I have learned not to push back too much if they just don't want to leave. Even if they are well and it has been over 20 years, we can continue to educate and empower them. However, I have learned that a small percentage of women will just not feel comfortable. The other thing I have learned is that reassurance is very important. [We tell them] that we are always going to be available if something happens, and that we're just a phone call away from whatever doctor.

Schapira: I know that the relationships you have with patients are meaningful and impactful to you as well. Do you care to share with us some of the aspects of practice, in terms of looking after this population of women, that have been most meaningful to you?

Denduluri: I've been really lucky.
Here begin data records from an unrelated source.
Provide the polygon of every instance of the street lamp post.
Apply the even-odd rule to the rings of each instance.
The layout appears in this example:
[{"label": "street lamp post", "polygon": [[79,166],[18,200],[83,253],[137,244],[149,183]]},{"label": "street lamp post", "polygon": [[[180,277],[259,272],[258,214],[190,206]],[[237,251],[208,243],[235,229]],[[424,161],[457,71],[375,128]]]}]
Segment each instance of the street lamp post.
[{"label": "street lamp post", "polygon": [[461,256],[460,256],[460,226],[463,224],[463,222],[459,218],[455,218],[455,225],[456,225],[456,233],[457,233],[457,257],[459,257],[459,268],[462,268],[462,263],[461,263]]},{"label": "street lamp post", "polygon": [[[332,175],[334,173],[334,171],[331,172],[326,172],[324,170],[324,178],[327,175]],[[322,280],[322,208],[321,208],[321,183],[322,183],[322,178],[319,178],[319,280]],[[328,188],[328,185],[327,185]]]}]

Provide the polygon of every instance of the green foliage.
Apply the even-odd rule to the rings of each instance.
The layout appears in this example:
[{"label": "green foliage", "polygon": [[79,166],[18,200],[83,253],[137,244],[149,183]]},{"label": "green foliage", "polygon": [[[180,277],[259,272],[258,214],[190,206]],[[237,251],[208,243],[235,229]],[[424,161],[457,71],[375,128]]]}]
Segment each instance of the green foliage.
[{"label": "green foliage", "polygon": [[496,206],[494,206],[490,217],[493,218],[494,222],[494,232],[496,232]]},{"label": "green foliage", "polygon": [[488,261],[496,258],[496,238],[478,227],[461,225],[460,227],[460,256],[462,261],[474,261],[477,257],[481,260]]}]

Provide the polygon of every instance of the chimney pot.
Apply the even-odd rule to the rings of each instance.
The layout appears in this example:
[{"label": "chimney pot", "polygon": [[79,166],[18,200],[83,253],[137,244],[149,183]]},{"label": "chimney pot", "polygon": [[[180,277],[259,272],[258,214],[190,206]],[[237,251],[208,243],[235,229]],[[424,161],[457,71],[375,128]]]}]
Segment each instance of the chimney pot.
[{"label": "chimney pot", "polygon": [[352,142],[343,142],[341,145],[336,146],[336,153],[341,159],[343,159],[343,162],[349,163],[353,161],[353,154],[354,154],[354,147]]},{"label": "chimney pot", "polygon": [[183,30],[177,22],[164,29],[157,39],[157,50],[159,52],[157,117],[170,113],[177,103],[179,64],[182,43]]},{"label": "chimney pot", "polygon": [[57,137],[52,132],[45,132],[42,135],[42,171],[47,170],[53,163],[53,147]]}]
I have practiced in the same area and now I work in the same community that I live. I see these women at Starbucks or at the grocery store, and it's very heartwarming to see them continue to live their lives. It's also nice to meet their families if they want me to; obviously, you and I both know that with HIPAA (Health Insurance Portability and Accountability Act), we don't acknowledge people unless they acknowledge us first. But absolutely, it's just heartwarming to watch their families grow or their see their relationships with friends grow. It's just wonderful.

Schapira: I'm sure they treasure the relationship they have with you.

Denduluri: As do your patients.

Schapira: Thank you, Neelima. It's been a real pleasure. This has been a fantastic discussion. And thank you, the audience, for joining us. This is Lidia Schapira for Medscape.